Global voxel ids for the first endpoint.

second_globalLongTensor, shape [E]

Global voxel ids for the second endpoint.

Complexity

O(V * stencil_size), typically small constant factor per voxel.

voxelize_images(image_atomCSR: CSRTable, systemCSR: CSRTable) Tuple[CSRTable, CSRTable, Tensor][source]

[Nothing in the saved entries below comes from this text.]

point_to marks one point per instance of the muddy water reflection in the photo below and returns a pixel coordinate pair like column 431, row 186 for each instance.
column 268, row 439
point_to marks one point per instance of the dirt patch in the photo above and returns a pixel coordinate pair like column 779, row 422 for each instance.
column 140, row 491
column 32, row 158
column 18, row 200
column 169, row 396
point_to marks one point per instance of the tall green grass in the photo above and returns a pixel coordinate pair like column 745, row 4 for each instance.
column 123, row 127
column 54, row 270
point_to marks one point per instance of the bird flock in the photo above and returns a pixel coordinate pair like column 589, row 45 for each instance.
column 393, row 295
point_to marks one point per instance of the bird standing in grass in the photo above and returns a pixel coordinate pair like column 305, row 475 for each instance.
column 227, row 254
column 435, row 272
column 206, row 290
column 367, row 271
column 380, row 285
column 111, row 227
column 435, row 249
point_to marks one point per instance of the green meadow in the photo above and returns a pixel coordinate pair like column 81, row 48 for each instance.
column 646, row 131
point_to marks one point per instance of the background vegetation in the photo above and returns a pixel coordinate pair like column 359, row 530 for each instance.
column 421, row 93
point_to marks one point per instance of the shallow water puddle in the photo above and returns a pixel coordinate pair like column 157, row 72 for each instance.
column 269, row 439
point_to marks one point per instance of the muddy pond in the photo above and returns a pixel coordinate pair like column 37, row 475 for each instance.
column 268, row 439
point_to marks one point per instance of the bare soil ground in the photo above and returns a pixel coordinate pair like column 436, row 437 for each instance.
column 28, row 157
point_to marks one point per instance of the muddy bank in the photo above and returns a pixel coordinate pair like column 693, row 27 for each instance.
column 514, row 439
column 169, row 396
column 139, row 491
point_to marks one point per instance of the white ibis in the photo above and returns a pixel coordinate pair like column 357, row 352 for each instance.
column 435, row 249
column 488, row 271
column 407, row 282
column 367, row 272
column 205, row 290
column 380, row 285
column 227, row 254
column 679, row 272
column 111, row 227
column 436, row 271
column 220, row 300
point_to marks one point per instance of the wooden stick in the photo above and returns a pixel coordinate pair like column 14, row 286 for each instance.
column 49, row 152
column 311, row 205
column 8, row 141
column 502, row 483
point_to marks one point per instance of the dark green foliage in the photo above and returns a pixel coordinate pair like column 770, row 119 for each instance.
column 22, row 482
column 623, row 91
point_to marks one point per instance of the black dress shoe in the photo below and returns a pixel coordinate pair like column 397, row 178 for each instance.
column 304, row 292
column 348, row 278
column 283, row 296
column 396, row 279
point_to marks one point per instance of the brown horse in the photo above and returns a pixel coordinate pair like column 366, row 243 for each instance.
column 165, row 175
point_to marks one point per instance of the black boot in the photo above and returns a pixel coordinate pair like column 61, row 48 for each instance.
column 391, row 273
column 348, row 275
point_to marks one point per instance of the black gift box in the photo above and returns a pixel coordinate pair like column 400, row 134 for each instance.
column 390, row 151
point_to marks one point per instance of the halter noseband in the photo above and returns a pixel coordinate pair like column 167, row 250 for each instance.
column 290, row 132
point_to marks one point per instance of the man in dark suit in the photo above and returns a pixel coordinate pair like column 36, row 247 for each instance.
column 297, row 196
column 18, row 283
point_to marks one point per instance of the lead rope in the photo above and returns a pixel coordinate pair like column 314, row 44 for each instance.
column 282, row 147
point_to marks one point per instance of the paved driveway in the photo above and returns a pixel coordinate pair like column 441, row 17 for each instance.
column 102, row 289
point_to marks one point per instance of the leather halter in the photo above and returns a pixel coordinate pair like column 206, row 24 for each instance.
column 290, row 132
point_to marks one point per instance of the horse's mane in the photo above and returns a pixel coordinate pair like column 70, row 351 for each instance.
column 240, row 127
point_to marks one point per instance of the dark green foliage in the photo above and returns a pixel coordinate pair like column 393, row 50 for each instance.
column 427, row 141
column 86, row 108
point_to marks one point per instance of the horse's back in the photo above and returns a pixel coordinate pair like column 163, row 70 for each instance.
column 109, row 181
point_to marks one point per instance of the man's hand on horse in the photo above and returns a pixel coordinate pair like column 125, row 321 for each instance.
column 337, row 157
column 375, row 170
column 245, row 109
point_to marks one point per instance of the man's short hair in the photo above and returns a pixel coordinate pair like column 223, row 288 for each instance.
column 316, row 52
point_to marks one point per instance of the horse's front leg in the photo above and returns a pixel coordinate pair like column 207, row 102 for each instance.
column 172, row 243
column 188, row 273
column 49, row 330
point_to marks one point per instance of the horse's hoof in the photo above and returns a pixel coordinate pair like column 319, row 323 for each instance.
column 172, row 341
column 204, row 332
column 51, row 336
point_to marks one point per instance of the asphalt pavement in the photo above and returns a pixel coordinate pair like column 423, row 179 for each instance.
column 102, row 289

Partition image-atoms into near-cubic voxels of edge ≈ cutoff.

Parameters

image_atomCSRCSRTable

Must carry (at least) "positions","atom_gid","offsets","is_primary","system".

systemCSRCSRTable

Must carry per-system "cutoff". Outputs grid metadata into this CSR.

Returns

voxel_atomCSRCSRTable

Rows = global voxel ids; entries = image-atoms in that voxel. Carries the same fields, plus a per-entry "voxel_gid" if helpful downstream.

voxelCSRCSRTable

Rows = systems; one entry per voxel. Carries: "v":[V,3] (local voxel coords), "m":[V,3] (per-system voxel grid shape), "s":[V,3] (local strides), "voxel_gid":[V], "is_primary_voxel":[V] (voxel contains at least one primary image-atom).

systemCSRCSRTable

Augmented with per-system fields, e.g.: "voxel_grid_shape":[S,3], "voxel_origin":[S,3].

Notes

  • A small skin factor inflates the voxel edge slightly to avoid numerical misses on boundaries.

  • Local voxel ids are unraveled/raveled with per-system strides.

Complexity

O(M) to assign atoms to voxels; O(V) to materialize per-system voxel metadata.